Abortion, in its most common ways of usage, refers to the voluntary termination of pregnancy, generally through the use of surgical procedures or drugs. As with all public policy issues there are many points of view on this subject. Abortion is a culture

wars issue, and as such "the fissures that [it]...creates are deeper and more difficult to contain within civil and constrained discourse."(Peters 415) Due to the deep moral arguments attached to the issue of abortion, it is very difficult, if not impossible to detach the issue from personal stories and beliefs. Irrefutably the United States of America is not a theocracy, and the separation of church and state is an important ideological pillar to the American way of life. In cases categorized under the idea of the culture wars however, American citizens' personal beliefs and morals are going to affect policy formation and implication. The arguments presented for pro-life are that every child born should be wanted, and every child conceived should be born the opposing argument is that a woman should have the right to decide whether or not to bear a child.

In 1973, the Supreme Court's decision in Roe v Wade made it possible for women to get safe, legal abortions from trained medical surgeons, which then led to large decreases in pregnancy-related injury and death.

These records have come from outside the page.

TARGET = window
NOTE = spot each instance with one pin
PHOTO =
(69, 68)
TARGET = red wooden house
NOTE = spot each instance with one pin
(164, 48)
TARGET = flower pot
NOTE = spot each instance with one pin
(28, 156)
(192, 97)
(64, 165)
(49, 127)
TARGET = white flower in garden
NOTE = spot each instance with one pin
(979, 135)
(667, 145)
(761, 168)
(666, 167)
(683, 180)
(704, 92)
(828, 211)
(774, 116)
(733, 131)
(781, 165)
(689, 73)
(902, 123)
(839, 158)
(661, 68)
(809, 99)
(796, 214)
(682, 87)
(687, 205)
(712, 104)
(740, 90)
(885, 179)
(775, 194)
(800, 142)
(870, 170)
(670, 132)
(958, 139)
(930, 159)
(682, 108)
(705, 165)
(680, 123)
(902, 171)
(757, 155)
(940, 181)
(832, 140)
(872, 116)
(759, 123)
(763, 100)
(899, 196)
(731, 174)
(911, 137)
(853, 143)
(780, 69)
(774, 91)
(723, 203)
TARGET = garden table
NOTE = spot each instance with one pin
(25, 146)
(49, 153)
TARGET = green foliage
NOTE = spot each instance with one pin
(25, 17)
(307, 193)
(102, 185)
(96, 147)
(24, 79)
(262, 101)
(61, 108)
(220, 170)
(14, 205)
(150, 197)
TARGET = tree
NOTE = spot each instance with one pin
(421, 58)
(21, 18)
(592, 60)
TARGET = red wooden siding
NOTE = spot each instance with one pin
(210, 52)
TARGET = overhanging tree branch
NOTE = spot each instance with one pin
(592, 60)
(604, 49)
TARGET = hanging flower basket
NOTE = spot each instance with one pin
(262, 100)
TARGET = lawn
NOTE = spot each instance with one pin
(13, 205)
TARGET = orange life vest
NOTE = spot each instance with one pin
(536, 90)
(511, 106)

Since then the argument between the pro-choice advocates and the pro-life advocates has remained strong and heated. Pro-life activists carry a strong argument, and continue to push their beliefs. They feel so strongly about these beliefs that violence has broken out in some known instances. Currently there is a movement to reverse the decision, as is evident by the February 22, 2006 decision of South Dakota to make it illegal for a physician to perform an abortion, except to save the life of the mother (Nieves). This proposal takes away the rights of American women that are guaranteed by our Constitution. The 1973 decision protects a woman's right to bodily autonomy and privacy. Both of these, while not explicitly mentioned in the Constitution is implied, and adheres to an individualistic nature of American law. By banning abortion and reversing the decision of Roe v Wade, the government would be taking away women's rights, and forcing many desperate women to pursue illegal alternatives that could be potentially harmful.

Under the 14th Amendment's "personal liberty", women are given the right to receive an abortion. The 14th Amendment's concept of "personal liberty" and restrictions on state action, allows a woman to decide whether or not to terminate her pregnancy. The right to choose to have an abortion is so personal and essential to women's lives that without this right, women cannot exercise other fundamental rights and liberties guaranteed to them by the Constitution. The state cannot interfere in the private lives of a citizen. Without the right to choose an abortion the 14th Amendment's guarantee of liberty has little meaning for women. With the right to choose an abortion, women are able to enjoy, like men, the rights to fully use the powers of their minds and bodies. Abortions must remain legal, and free of extreme barriers, for the right to privacy to be fully adhered to. The issue of abortion, while irrefutably lined with moral ideals and often religious beliefs, must be approached from a legal perspective. Legally the woman has a right to bodily autonomy, and the choice to use her body, the way she feels appropriate.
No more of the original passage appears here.